Ensinar é transgredir
Ao chegar à escola, Merlí causa espanto nos outros professores mais “certinhos”: faz piadas na sala de professores, flerta com colegas professoras, discute abertamente com o diretor, discorda da forma com que são feitos os planejamentos e, ainda, se nega a avaliar seus alunos por meio de provas.
Com o passar do período letivo, o professor rebelde vai mudando junto com a escola, o que chega a um equilíbrio interessante. Merlí passa a seguir algumas das regras, aquelas que vêm não apenas da escola, mas da “secretaria de educação” da cidade, assim como os diretores e os coordenadores permitem que ele trabalhe da forma que prefere, desde que não deixe de cumprir com as obrigações burocráticas, que também fazem parte da vida docente.
Outro ponto em que Merlí destoa de seus colegas é como participa da vida dos alunos, ajudando-os e apoiando em seus conflitos, escutando-os em suas queixas, colocand0-se sempre à disposição e dando broncas necessárias. Cria um laço dos mais fortes com sua turma, destes que jamais se desfará, aconteça o que acontecer.
A dor docente é real
A série também mostra as dificuldades dos professores: no caso de Merlí, as preocupações econômicas (ele e Bruno moram com sua mãe, uma famosa atriz catalã, porque seu salário não é suficiente para pagar o aluguel de um apartamento próprio); os conflitos emocionais (ele tem um relacionamento amoroso tumultuado, com a mãe de um de seus alunos) e as crises existenciais (o docente é suspenso por mau comportamento várias vezes e questiona seu jeito de ensinar em alguns momentos).

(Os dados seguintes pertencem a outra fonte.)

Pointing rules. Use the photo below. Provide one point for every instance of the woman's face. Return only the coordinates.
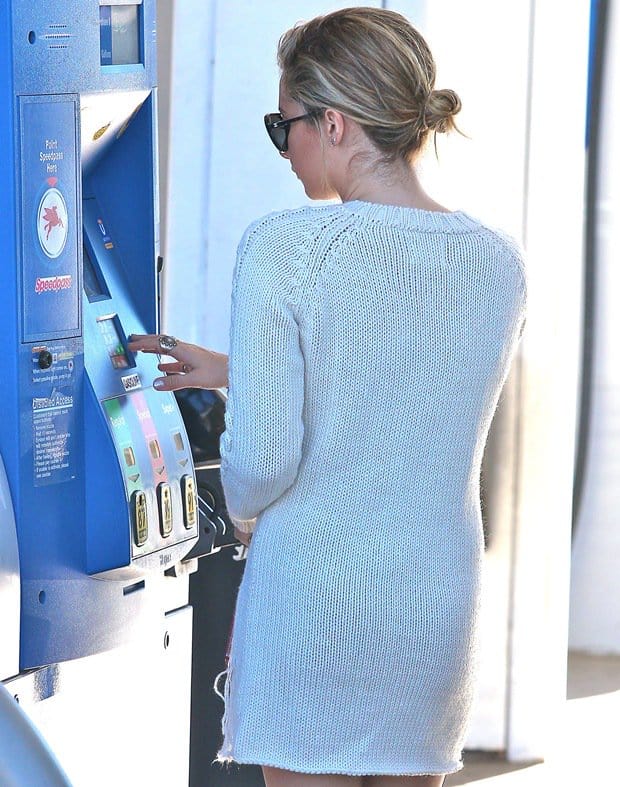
(305, 150)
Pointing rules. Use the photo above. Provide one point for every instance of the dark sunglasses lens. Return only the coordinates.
(277, 135)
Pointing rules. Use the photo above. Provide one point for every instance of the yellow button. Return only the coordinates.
(189, 501)
(164, 498)
(140, 518)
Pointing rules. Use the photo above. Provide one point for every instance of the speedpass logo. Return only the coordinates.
(52, 283)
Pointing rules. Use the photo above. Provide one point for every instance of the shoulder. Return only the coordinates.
(503, 248)
(285, 227)
(275, 247)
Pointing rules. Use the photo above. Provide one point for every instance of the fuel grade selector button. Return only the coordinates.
(164, 499)
(140, 518)
(188, 491)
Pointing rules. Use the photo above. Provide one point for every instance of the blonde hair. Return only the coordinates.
(374, 67)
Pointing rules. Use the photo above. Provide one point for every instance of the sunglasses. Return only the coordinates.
(278, 128)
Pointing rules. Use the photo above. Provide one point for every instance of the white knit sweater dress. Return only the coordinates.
(369, 345)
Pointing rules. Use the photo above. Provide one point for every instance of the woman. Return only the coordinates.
(370, 340)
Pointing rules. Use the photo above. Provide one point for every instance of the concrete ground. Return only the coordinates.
(586, 745)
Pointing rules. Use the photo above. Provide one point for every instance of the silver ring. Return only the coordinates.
(167, 342)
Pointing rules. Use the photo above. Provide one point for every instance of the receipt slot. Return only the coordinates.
(99, 465)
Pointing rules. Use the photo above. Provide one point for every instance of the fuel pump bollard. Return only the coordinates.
(212, 592)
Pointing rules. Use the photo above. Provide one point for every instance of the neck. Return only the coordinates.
(404, 191)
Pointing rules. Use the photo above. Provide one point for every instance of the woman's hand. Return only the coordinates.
(193, 366)
(243, 538)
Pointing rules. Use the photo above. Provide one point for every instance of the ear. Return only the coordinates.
(333, 125)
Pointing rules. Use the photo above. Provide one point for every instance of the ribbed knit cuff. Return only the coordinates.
(243, 525)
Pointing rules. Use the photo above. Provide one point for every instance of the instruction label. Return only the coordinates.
(52, 432)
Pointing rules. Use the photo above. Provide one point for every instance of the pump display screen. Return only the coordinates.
(119, 34)
(93, 286)
(113, 342)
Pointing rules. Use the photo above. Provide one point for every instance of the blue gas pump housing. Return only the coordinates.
(98, 463)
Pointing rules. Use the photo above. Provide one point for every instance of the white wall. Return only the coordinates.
(595, 593)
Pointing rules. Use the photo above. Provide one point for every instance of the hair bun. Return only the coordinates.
(441, 107)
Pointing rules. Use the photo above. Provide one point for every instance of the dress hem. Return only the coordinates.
(228, 760)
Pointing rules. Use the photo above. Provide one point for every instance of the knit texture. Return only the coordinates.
(369, 346)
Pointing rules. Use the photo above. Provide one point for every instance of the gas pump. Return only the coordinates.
(100, 506)
(98, 463)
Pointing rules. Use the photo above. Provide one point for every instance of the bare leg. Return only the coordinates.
(403, 781)
(276, 777)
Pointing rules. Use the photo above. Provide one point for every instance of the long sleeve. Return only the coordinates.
(261, 447)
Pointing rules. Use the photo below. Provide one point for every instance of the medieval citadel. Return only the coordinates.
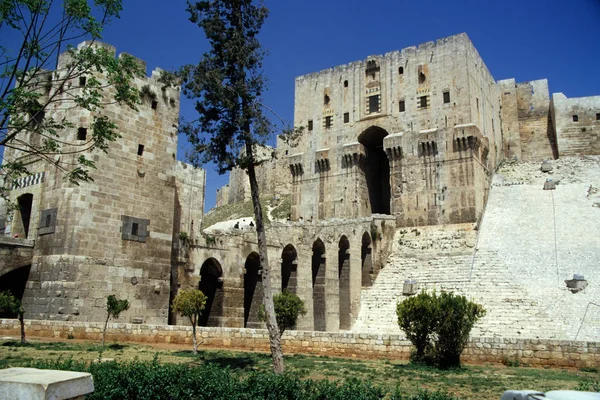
(416, 170)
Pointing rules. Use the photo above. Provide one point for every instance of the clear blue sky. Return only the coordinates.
(521, 39)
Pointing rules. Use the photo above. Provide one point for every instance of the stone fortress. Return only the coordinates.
(416, 170)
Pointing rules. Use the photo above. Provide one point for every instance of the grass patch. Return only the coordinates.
(477, 382)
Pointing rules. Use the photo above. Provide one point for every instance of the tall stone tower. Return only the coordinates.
(114, 235)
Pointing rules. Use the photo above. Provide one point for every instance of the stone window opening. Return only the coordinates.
(374, 104)
(446, 97)
(47, 221)
(134, 229)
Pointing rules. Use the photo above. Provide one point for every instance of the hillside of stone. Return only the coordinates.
(529, 242)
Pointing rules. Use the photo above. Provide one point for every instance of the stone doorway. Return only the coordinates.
(289, 269)
(366, 261)
(14, 282)
(212, 286)
(252, 291)
(25, 203)
(318, 275)
(377, 170)
(344, 282)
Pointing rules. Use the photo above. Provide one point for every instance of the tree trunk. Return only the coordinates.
(274, 335)
(194, 337)
(104, 331)
(22, 321)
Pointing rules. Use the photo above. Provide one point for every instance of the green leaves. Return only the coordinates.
(35, 101)
(189, 303)
(115, 306)
(288, 307)
(438, 326)
(9, 303)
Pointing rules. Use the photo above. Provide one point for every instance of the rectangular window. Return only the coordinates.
(134, 229)
(374, 103)
(81, 134)
(47, 223)
(446, 97)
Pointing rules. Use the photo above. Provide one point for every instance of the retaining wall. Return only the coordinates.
(534, 352)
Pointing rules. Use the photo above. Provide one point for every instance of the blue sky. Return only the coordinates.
(525, 40)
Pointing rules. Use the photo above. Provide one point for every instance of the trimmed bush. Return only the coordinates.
(438, 326)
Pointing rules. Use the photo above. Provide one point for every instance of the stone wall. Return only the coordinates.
(348, 256)
(412, 103)
(533, 352)
(577, 124)
(113, 235)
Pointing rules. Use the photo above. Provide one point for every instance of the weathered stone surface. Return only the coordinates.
(43, 384)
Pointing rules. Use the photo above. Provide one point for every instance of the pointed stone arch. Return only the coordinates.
(289, 268)
(366, 266)
(211, 284)
(318, 284)
(377, 169)
(252, 291)
(344, 282)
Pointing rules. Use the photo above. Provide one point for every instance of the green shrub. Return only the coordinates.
(438, 326)
(145, 380)
(288, 307)
(418, 317)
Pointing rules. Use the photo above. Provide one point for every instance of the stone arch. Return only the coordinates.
(22, 221)
(318, 283)
(14, 281)
(252, 291)
(344, 282)
(377, 169)
(366, 266)
(211, 284)
(289, 268)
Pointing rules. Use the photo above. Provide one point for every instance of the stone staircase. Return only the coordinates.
(445, 259)
(530, 241)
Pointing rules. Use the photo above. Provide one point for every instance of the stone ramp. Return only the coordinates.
(530, 241)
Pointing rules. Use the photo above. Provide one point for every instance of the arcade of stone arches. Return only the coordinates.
(322, 279)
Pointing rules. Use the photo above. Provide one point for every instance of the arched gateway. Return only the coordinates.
(377, 169)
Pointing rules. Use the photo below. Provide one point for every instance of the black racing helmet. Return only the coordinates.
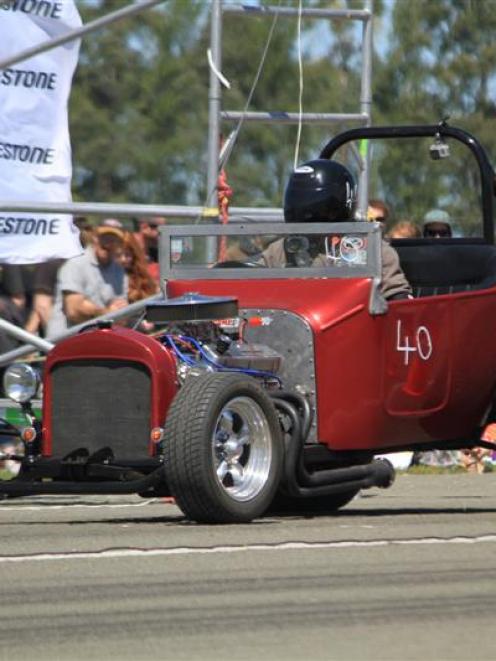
(320, 191)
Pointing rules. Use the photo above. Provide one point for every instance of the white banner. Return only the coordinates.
(35, 150)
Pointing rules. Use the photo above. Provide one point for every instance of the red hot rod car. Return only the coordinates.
(262, 383)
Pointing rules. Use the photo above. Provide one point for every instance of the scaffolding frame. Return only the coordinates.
(216, 115)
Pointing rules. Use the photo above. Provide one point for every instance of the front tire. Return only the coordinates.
(223, 449)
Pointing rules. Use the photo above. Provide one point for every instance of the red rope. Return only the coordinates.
(224, 194)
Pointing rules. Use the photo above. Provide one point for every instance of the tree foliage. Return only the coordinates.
(139, 107)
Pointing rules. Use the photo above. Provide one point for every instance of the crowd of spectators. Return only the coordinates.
(118, 266)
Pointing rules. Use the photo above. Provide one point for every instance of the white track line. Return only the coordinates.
(36, 508)
(286, 546)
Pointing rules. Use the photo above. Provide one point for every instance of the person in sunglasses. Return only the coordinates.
(437, 225)
(325, 191)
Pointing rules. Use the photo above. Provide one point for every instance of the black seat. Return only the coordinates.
(434, 268)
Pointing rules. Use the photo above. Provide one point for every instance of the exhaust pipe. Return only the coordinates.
(300, 482)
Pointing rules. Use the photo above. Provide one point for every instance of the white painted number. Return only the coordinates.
(421, 345)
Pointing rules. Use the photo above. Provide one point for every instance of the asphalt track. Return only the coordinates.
(406, 573)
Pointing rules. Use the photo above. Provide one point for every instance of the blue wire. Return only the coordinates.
(221, 368)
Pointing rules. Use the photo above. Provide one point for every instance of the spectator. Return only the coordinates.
(378, 211)
(325, 191)
(91, 284)
(113, 222)
(147, 238)
(44, 282)
(17, 285)
(437, 225)
(141, 283)
(404, 229)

Paralelo aos questionamentos do professor principal há os de seus colegas, como Mireia, que leciona latim e tem problemas tanto em engajar seus alunos em seus conteúdos como em sua vida pessoal, vivendo um casamento falido e não tendo tempo suficiente para estar com seus filhos. Ela acaba se aproximando de Eugeni, o diretor, com quem acaba namorando depois de separar-se.
A série plasma na tela, de forma ora doce, ora forte e sempre muito sensível a vida de uma escola democrática e as aulas de um professor antenado com o futuro. Ainda que não utilize tecnologia em sala de aula, Merlí conhece a fundo as engrenagens do ser humano, o que sem dúvida é uma das competências mais importantes que os docentes dos dias de hoje devem desenvolver.